Words Randolf Maala-Resueño
Photos courtesy of CITEM and DTI
January 30, 2026

In early 2026, DesignPhilippines, the DTI’s banner program under the Center for International Trade Expositions and Missions (CITEM), returns to Europe through two major events: Maison&Objet in Paris from January 15 to 19, and Ambiente in Frankfurt from February 6 to 10.

These fairs are less marketplaces than mirrors, reflecting how cultures choose to translate themselves for the world.

Artipelago III for Maison&Objet

At Maison&Objet, the theme “Past Reveals Future” reflects the Filipino instinct to look to the past to move forward and to see heritage not as an artifact, but as material. DESIGNPhilippines responds with Artipelago III, a curated collection of objects shaped with care, revised through process, and made with clear intention.

Artipelago III brings together 14 local brands working with rattan, bamboo, stone, abaca, bone china, and indigenous weaves. These materials are chosen for both current trends and cultural memory. 

Each piece, whether furniture, lighting, or home décor, is created through close collaboration between designers and artisan communities, where authorship is shared, and the process is visible.

What surfaces is a rhythm particular to Filipino design: silhouettes that breathe, textures that resist uniformity, and forms that allow imperfection to speak. The collection reads as a visual cartography of the archipelago—fragmented yet coherent, diverse yet bound by care. It is here that craft becomes a method of listening, and design—a form of translation.

Filipino Flair to Ambiente

In Frankfurt, Ambiente broadens the conversation. Guided by Ambiente Trends 26+—brave, light, and solid—the fair highlights emotion as a function and adaptability as a guiding value. DESIGNPhilippines responds with a wide range of presentations, as individual exhibitors, regional groups, and partner provinces come together to show the depth of Philippine craftsmanship across dining, living, and gifting.

From forged metal and woven rugs to piña textiles and contemporary home accents, the Philippine presence resists singularity. Instead, it proposes plurality as a strength—a design language capable of shifting scale without losing its accent.

The inclusion of regional participants, from Mindanao to Bicol, further situates craft as a living system rather than a centralized output.

Beyond export

For CITEM, these fairs are not simply routes to market, but spaces of articulation.
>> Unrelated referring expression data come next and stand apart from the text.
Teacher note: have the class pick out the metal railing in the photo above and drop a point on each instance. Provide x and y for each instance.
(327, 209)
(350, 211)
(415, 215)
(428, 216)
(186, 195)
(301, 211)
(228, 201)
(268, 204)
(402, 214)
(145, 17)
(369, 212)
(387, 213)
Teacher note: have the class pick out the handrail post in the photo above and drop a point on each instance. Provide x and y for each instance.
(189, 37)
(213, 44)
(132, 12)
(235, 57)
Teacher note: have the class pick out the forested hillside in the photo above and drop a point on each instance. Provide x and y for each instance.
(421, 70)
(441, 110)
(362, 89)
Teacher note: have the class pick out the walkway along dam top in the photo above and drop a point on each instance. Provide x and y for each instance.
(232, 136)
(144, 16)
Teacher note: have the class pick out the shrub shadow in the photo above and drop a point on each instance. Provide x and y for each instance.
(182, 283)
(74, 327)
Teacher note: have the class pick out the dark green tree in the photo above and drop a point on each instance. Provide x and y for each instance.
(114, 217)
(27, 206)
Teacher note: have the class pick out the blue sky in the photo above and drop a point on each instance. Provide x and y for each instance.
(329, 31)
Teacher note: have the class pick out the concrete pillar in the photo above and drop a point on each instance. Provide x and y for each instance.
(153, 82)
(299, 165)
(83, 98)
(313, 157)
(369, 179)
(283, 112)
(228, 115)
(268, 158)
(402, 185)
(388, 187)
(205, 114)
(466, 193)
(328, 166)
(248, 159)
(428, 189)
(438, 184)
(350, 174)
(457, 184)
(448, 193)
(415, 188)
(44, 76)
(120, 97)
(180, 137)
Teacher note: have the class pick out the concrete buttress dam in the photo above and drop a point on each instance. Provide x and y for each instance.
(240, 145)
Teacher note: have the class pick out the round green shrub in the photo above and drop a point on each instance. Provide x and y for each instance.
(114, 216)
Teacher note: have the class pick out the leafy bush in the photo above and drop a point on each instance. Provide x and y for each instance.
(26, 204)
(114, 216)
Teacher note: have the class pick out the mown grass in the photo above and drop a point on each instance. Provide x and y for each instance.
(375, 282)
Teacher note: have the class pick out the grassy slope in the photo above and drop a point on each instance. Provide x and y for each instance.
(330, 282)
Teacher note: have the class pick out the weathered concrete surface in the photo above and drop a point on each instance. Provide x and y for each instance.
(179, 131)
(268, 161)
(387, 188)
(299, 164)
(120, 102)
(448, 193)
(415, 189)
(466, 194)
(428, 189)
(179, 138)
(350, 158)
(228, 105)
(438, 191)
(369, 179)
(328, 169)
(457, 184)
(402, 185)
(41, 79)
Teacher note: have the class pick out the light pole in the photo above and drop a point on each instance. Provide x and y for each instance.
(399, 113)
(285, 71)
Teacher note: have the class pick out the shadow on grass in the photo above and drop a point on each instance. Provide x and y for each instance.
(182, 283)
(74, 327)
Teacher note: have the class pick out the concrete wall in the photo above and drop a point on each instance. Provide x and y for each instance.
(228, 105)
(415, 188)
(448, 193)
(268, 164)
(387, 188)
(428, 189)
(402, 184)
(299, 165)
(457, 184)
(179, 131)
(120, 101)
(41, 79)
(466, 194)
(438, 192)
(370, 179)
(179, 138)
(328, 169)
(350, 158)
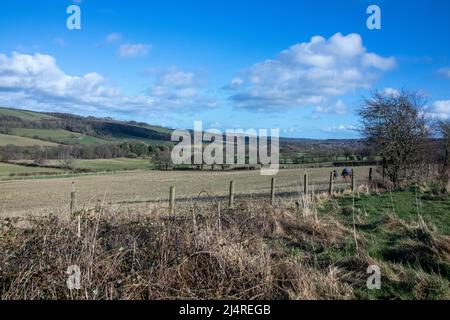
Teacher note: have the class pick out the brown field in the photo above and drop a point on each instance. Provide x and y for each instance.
(43, 196)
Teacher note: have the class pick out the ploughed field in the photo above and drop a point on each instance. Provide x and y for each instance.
(43, 196)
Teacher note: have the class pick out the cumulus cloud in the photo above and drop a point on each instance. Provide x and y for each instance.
(134, 50)
(444, 72)
(440, 110)
(391, 92)
(36, 81)
(175, 88)
(340, 128)
(310, 73)
(113, 37)
(339, 108)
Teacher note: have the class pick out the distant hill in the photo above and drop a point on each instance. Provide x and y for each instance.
(69, 129)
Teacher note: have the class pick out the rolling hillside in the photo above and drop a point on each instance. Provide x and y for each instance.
(28, 128)
(23, 142)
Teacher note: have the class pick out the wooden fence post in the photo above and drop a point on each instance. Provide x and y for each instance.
(353, 180)
(305, 183)
(330, 188)
(272, 192)
(73, 199)
(231, 195)
(172, 200)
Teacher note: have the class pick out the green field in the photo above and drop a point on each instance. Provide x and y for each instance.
(23, 114)
(403, 231)
(7, 169)
(23, 141)
(119, 164)
(59, 136)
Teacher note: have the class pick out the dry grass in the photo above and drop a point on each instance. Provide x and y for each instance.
(203, 253)
(253, 251)
(20, 198)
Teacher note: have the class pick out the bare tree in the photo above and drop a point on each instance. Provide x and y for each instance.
(396, 126)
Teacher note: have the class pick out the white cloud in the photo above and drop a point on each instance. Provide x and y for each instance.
(59, 41)
(339, 108)
(36, 81)
(134, 50)
(391, 92)
(310, 73)
(340, 128)
(444, 72)
(175, 88)
(113, 37)
(440, 110)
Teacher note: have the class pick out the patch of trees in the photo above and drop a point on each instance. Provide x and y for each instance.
(107, 151)
(397, 128)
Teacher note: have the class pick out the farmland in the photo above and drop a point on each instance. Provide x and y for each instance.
(24, 114)
(317, 249)
(23, 142)
(47, 195)
(7, 169)
(59, 136)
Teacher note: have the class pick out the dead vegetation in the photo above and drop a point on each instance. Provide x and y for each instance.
(251, 252)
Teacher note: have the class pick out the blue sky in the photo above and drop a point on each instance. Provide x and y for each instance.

They allow Filipino makers to assert sustainability not as compliance, but as inherited knowledge, embedded in material choice, labor relations, and longevity of use.

“With the great reception from 2025’s European trade shows, the coming year is promising for Filipino products to shine once again in Maison et Objet and Ambiente,” shared CITEM Executive Director Leah Pulido Ocampo.

“These efforts cultivate our banner program DESIGNPhilippines to become a leading source of contemporary home and lifestyle products rooted in material innovation and cultural craft.”

As DESIGNPhilippines steps once more onto the European stage, it does so with objects that carry their origins. Not loud, not ornamental, but assured. In a global design landscape hungry for meaning, these works explain themselves, enduringly.